All of lore.kernel.org
 help / color / mirror / Atom feed
* [PATCH] parisc: Filter out spurious interrupts in PA-RISC irq handler
@ 2015-09-03 20:45 Helge Deller
  0 siblings, 0 replies; 4+ messages in thread
From: Helge Deller @ 2015-09-03 20:45 UTC (permalink / raw)
  To: linux-parisc, James Bottomley

When detecting a serial port on newer PA-RISC machines (with iosapic) we have a
long way to go to find the right IRQ line, registering it, then registering the
serial port and the irq handler for the serial port. During this phase spurious
interrupts for the serial port may happen which then crashes the kernel because
the action handler might not have been set up yet.

So, basically it's a race condition between the serial port hardware and the
CPU which sets up the necessary fields in the irq sructs. The main reason for
this race is, that we unmask the serial port irqs too early without having set
up everything properly before (which isn't easily possible because we need the
IRQ number to register the serial ports).

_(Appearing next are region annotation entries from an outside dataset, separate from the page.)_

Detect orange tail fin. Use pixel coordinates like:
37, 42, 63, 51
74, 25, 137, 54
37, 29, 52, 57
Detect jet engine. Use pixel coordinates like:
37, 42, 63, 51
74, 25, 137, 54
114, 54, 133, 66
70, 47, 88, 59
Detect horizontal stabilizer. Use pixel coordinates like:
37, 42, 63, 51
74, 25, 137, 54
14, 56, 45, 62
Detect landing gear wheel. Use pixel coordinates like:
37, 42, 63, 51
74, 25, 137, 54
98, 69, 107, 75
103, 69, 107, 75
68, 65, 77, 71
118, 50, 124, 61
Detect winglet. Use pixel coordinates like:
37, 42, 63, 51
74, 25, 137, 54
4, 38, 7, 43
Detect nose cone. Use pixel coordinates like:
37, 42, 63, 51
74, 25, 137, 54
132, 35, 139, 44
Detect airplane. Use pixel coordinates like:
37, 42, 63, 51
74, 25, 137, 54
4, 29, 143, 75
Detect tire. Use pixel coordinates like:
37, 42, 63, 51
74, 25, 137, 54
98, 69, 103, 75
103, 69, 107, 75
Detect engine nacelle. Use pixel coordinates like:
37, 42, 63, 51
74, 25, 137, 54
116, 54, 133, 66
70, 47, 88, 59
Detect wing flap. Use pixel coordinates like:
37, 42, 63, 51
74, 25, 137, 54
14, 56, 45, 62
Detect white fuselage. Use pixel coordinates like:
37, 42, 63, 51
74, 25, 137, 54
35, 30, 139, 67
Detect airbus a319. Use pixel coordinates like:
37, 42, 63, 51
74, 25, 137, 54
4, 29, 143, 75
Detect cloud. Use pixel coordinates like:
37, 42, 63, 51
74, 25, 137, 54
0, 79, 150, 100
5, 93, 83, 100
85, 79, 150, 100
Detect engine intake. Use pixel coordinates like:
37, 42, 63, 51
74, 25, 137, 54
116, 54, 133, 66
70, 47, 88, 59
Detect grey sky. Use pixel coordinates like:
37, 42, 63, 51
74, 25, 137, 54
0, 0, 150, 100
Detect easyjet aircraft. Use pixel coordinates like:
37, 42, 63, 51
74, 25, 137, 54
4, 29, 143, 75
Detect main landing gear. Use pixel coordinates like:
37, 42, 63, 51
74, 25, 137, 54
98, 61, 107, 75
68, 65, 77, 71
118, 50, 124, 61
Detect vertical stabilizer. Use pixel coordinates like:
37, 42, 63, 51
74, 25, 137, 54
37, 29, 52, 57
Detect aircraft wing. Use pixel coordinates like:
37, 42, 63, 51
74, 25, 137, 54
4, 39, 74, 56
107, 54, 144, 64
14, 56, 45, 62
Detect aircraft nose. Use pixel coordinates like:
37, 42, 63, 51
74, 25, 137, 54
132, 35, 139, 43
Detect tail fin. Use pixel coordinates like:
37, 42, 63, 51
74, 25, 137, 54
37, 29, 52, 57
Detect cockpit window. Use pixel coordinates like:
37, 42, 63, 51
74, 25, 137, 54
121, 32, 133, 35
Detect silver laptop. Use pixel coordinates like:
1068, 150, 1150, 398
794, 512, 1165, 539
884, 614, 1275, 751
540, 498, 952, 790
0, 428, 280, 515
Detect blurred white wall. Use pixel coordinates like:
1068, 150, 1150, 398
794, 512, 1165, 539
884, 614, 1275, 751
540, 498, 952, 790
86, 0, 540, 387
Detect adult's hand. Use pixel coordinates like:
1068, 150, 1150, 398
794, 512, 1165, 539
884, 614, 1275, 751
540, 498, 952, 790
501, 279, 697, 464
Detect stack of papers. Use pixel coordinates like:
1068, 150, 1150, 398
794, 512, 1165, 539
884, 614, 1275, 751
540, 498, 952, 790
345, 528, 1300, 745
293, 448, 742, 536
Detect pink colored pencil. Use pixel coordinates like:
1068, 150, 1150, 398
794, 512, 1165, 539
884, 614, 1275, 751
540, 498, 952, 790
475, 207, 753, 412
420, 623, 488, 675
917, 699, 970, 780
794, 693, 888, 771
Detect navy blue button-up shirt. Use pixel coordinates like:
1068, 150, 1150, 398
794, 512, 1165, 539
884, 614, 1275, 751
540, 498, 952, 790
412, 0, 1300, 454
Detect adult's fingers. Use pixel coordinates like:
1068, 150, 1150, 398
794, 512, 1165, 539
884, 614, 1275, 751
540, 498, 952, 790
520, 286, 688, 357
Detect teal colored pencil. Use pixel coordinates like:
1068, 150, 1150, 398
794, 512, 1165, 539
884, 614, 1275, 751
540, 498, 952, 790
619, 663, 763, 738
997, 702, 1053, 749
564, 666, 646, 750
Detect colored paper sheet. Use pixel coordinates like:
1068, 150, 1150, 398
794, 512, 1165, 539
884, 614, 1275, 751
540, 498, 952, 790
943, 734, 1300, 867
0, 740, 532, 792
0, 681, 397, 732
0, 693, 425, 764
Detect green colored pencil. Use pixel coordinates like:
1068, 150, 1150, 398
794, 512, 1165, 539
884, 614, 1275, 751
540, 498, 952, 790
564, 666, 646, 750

This patch is a work-around for this problem. It adds checks to the CPU irq
handler to verify if the IRQ action field has been initialized already. If not,
we just skip this interrupt (which isn't critical for a serial port at bootup).
The real fix would probably involve rewriting all PA-RISC specific IRQ code
(for CPU, IOSAPIC, GSC and EISA) to use IRQ domains with proper parenting of
the irq chips and proper irq enabling along this line.

This bug has been in the PA-RISC port since the beginning, but the crashes
happened very rarely with currently used hardware.  But on the latest machine
which I bought (a C8000 workstation), which uses the fastest CPUs (4 x PA8900,
1GHz) and which has the largest possible L1 cache size (64MB each), the kernel
crashed at every boot because of this race. So, without this patch the machine
would currently be unuseable.

For the record, here is the flow logic:
1. serial_init_chip() in 8250_gsc.c calls iosapic_serial_irq().
2. iosapic_serial_irq() calls txn_alloc_irq() to find the irq.
3. iosapic_serial_irq() calls cpu_claim_irq() to register the CPU irq
4. cpu_claim_irq() unmasks the CPU irq (which it shouldn't!)
5. serial_init_chip() then registers the 8250 port.
Problems:
- In step 4 the CPU irq shouldn't have been registered yet, but after step 5
- If serial irq happens between 4 and 5 have finished, the kernel will crash

Cc: <stable@vger.kernel.org>
Signed-off-by: Helge Deller <deller@gmx.de>

diff --git a/arch/parisc/kernel/irq.c b/arch/parisc/kernel/irq.c
index f3191db..c0eab24 100644
--- a/arch/parisc/kernel/irq.c
+++ b/arch/parisc/kernel/irq.c
@@ -507,8 +507,8 @@ void do_cpu_irq_mask(struct pt_regs *regs)
 	struct pt_regs *old_regs;
 	unsigned long eirr_val;
 	int irq, cpu = smp_processor_id();
-#ifdef CONFIG_SMP
 	struct irq_desc *desc;
+#ifdef CONFIG_SMP
 	cpumask_t dest;
 #endif
 
@@ -521,8 +521,12 @@ void do_cpu_irq_mask(struct pt_regs *regs)
 		goto set_out;
 	irq = eirr_to_irq(eirr_val);
 
-#ifdef CONFIG_SMP
+	/* Filter out spurious interrupts, mostly from serial port at bootup */
 	desc = irq_to_desc(irq);
+	if (unlikely(!desc->action))
+		goto set_out;
+
+#ifdef CONFIG_SMP
 	cpumask_copy(&dest, desc->irq_data.affinity);
 	if (irqd_is_per_cpu(&desc->irq_data) &&
 	    !cpumask_test_cpu(smp_processor_id(), &dest)) {

^ permalink raw reply related	[flat|nested] 4+ messages in thread

* Re: [PATCH] parisc: Filter out spurious interrupts in PA-RISC irq handler
  2015-09-09 18:41 Helge Deller
  2015-09-30  9:44 ` Luis Henriques
@ 2015-10-08 22:19 ` Ben Hutchings
  1 sibling, 0 replies; 4+ messages in thread
From: Ben Hutchings @ 2015-10-08 22:19 UTC (permalink / raw)
  To: Helge Deller, stable

[-- Attachment #1: Type: text/plain, Size: 465 bytes --]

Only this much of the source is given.